Phoenix - Im US-Bundesstaat Arizona herrschen derzeit Temperaturen von mehr als 40 Grad. Nicht ungewöhnlich für diese Jahreszeit. Dennoch kommt es nach Angaben der dortigen Polizei immer wieder zu tragischen Fällen, bei denen Eltern ihre Kinder im Auto zurücklassen. So auch in der vergangenen Woche in der US-Stadt Phoenix. 
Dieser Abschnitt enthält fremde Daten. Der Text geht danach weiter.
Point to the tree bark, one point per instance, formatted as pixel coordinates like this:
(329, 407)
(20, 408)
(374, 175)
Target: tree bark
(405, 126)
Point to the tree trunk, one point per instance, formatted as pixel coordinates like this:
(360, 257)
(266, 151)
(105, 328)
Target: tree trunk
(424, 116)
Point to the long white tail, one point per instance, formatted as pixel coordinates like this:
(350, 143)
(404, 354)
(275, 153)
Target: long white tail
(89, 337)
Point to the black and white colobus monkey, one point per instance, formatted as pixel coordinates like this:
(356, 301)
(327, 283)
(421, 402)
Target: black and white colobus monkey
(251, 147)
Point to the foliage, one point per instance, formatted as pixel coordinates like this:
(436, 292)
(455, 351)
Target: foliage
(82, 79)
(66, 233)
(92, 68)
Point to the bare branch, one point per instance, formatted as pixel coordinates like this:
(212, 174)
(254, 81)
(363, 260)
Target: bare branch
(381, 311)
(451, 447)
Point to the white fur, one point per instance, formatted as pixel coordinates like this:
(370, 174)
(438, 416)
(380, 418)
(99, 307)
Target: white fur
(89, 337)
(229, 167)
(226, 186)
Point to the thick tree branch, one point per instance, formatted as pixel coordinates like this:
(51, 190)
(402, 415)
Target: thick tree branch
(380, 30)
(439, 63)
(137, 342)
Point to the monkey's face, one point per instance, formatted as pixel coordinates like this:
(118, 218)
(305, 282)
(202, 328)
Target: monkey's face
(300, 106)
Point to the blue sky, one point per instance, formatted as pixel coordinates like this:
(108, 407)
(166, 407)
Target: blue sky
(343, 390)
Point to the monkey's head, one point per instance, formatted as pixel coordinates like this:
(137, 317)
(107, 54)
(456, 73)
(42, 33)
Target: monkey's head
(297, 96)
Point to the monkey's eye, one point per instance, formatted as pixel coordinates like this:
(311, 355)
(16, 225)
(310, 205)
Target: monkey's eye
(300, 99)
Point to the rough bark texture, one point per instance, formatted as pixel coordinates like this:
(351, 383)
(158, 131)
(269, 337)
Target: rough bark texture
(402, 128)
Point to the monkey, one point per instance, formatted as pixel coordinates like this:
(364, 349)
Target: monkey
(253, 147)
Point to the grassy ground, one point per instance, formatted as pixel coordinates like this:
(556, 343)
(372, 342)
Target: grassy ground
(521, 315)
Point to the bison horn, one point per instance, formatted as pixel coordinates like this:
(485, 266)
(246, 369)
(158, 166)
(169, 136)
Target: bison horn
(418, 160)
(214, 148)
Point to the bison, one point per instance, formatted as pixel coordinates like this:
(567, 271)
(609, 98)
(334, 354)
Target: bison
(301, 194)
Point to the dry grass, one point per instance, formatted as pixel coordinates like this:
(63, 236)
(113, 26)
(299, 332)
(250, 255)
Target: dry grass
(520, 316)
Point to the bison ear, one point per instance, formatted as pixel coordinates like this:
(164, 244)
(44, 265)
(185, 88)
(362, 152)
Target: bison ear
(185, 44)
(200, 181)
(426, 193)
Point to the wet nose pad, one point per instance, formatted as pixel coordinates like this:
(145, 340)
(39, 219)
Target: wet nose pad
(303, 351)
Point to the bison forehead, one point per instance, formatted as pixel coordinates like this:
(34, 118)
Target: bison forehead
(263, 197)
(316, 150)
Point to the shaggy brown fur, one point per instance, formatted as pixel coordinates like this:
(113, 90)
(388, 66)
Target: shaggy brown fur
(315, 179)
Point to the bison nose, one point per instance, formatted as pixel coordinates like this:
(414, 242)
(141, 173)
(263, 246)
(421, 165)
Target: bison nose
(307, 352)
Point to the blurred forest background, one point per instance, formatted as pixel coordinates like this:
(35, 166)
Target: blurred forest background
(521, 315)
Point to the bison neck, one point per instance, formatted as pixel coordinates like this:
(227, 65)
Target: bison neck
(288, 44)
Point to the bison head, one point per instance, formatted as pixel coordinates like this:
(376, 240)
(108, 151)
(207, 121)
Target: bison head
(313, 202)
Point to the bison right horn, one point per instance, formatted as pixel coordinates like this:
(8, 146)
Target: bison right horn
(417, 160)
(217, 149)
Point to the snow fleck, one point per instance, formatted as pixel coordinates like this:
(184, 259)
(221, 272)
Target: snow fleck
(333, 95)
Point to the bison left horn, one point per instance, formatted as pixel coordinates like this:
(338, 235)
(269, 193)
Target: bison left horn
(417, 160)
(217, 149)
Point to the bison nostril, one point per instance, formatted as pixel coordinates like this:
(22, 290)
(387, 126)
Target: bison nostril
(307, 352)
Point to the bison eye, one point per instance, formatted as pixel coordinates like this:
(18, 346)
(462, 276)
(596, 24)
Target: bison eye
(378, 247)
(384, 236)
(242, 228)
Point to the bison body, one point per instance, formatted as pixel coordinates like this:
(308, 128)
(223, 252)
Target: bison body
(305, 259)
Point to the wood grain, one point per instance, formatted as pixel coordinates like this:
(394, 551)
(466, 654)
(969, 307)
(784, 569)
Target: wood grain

Wie die Washington Post online berichtet, sind dort innerhalb von 24 Stunden zwei Kleinkinder in überhitzten Autos ums Leben gekommen. Am Freitag ist das sieben Monate alte Baby Zane gestorben, nachdem es für vier Stunden im Nordosten der Stadt allein im Auto zurückgelassen worden war. Nur einen Tag später kam der einjährige Josiah in einem Wagen ums Leben, der vor einer Kirche geparkt war. Als der Vater nach zwei Stunden zum Auto zurückkam, war Josiah tot. 

729 Kinder wegen Überhitzung  gestorben

Nach Angaben von NoHeatStroke.org, einer Organisation, die derartige Fälle dokumentiert, sind seit 1998 in den USA 729 Kinder wegen Überhitzung gestorben. Offenbar wird die Gefahr, die von Hitze in Autos ausgeht, noch immer unterschätzt. Eine Temperatur von 46 Grad ist für Kinder lebensbedrohlich. Dieser Wert kann einer Untersuchung zufolge bei 30 Grad Außentemperatur bereits nach 30 Minuten erreicht sein, auch weil die Temperatur im Inneren eines Wagens 19 Grad über der Außentemperatur liegen kann.